Steven Smith conducting
Sept. 22, Richmond CenterStage
It would be gratifying to report that the Richmond Symphony launched its 2012-13 season with compelling performances of crowd-pleasing blockbusters by Mahler and Tchaikovsky.
Graftifying, but untrue.
This orchestra does not perform over the summer, so the season-opener is the first time the musicians have played together in three months. The ensemble often sounds as if it hasn’t fully gelled. The symphony opens this season without a permanent concertmaster; a new assistant concertmaster, Jeanine Wynton, is the lead violinist in this weekend’s concerts. The orchestra also has a new principal bassoonist, Thomas Schneider, and a recently hired principal French horn player, James Ferree. In the program’s orchestral showpiece, Mahler’s First Symphony, woodwind, horn and trumpet sections are doubled, so half of those players are substitutes.
Discontent among the musicians, who greeted opening-night concertgoers with handbills protesting management’s proposal of a new contract “that requires drastic cuts in wages, season length, and benefits,” probably had no direct effect on performance quality – these people are professionals; but it couldn’t have helped matters.

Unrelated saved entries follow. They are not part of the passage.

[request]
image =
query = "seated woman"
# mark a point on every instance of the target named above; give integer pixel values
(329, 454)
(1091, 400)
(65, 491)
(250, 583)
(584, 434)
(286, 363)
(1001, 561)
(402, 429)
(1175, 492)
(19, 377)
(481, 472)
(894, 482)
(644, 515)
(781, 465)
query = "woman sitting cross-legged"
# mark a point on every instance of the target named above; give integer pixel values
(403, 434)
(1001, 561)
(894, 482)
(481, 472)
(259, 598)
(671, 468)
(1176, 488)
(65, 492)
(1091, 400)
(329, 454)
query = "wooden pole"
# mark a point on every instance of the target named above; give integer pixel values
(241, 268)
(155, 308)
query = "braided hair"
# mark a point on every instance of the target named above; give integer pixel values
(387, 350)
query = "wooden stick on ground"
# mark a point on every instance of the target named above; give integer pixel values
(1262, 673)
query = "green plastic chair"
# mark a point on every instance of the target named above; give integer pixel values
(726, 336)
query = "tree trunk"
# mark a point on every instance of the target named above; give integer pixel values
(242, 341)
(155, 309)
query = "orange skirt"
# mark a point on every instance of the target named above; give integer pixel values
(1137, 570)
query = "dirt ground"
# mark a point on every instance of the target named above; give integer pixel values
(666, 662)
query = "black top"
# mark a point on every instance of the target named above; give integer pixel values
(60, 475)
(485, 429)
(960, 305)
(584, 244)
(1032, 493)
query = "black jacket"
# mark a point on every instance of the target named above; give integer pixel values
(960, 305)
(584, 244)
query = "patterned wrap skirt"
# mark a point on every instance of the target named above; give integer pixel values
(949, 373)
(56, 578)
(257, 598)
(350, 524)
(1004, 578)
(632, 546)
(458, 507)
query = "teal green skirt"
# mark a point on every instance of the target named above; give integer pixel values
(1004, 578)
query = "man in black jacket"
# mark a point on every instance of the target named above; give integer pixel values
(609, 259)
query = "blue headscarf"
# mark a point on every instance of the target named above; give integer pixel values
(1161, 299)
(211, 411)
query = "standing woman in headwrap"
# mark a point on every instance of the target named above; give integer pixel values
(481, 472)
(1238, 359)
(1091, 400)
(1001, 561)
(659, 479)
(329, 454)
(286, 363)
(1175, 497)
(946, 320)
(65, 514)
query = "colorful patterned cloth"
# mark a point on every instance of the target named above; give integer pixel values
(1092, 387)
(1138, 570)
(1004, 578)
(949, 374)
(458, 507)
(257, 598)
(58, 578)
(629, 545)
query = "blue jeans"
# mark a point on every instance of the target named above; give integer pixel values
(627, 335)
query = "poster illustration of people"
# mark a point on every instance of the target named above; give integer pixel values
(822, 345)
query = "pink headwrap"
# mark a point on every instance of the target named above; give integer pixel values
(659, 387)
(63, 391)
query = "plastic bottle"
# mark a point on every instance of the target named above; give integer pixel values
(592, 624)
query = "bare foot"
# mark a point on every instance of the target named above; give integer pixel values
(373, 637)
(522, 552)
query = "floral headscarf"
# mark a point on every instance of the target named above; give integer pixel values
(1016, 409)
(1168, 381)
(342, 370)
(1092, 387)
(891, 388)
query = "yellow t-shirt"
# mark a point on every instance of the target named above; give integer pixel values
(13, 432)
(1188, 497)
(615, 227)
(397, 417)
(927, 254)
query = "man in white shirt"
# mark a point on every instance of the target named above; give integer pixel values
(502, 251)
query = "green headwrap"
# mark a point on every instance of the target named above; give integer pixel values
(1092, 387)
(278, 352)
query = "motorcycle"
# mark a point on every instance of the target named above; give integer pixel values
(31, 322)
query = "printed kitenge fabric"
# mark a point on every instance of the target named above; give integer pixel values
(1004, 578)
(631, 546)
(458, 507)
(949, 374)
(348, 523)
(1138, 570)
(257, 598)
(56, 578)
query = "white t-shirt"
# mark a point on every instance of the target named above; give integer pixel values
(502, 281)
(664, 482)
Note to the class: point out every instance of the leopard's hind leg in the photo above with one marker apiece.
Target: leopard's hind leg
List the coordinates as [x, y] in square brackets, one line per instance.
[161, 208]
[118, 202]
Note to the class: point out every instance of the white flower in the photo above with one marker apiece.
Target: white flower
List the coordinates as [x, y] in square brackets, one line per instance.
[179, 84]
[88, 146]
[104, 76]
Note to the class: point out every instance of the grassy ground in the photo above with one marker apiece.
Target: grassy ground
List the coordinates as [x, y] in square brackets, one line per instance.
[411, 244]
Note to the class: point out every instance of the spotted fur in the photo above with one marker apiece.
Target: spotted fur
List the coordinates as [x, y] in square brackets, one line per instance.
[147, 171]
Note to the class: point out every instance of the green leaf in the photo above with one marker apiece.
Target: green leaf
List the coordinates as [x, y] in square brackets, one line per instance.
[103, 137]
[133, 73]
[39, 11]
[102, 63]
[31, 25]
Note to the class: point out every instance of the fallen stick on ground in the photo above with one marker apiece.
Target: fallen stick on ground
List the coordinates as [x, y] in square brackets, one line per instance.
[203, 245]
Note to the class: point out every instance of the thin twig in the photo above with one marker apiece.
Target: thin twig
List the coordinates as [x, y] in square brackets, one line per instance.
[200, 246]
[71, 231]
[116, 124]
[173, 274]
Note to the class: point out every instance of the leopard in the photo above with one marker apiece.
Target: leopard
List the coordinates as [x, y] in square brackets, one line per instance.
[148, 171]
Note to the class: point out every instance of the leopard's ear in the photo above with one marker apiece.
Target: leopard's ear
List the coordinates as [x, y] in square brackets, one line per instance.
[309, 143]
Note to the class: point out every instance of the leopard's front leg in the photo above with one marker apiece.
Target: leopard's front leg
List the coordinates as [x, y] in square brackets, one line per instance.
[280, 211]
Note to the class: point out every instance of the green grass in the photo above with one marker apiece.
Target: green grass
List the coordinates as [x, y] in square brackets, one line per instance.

The symphony sounded listless alongside pianist Norman Krieger in Tchaikovsky’s Concerto in B flat minor, and sounded thin and intermittently ragged in the Mahler. In a third selection, Copland’s “Old American Songs,” the full Symphony Chorus took the place of the solo baritone or bass usually featured in this set; sonic bloat and indistinct diction inevitably resulted. Also listener confusion, as the songs were performed in a different order from that printed in the program.
Krieger, a veteran pianist who usually can be counted on for solid, sonorous readings of the big standard concertos, brought out much of the color and piquant quality of Tchaikovsky’s more lyrical writing. In the recurrent torrents of thunderous octaves, he lost his footing a few times. Neither Krieger nor conductor Steven Smith could bring much coherence to the final movement, which may be the most disorderly piece of music in the canon of masterpieces.
Mahler’s First Symphony needs hefty string tone with rich bass to balance its large complements of winds, brass and percussion. In this rendition, strings are relatively underpowered – eight violas, eight cellos and six double-basses up against eight French horns and four trumpets. The composer’s paraphrasing of Alpine Ländler and Jewish-gypsy dances gives the central movements of the symphony folkish, swinging rhythmic inflections, which eluded the musicians in this performance. The spacious qualities and hushed tension of the symphony’s introduction also were lost, thanks in part to coughing in the audience, squeaking doors and other extramusical distractions.
The Symphony Chorus, prepared by Erin R. Freeman, was richly sonorous and not excessively sentimental in Copland’s settings of the hymn tunes “Zion’s Walls” and “Shall We Gather at the River,” characterful and broadly comic but rather fractious in “I Bought Me a Cat.” Singers and instrumentalists audibly had the groove of these American folk tunes in their bones.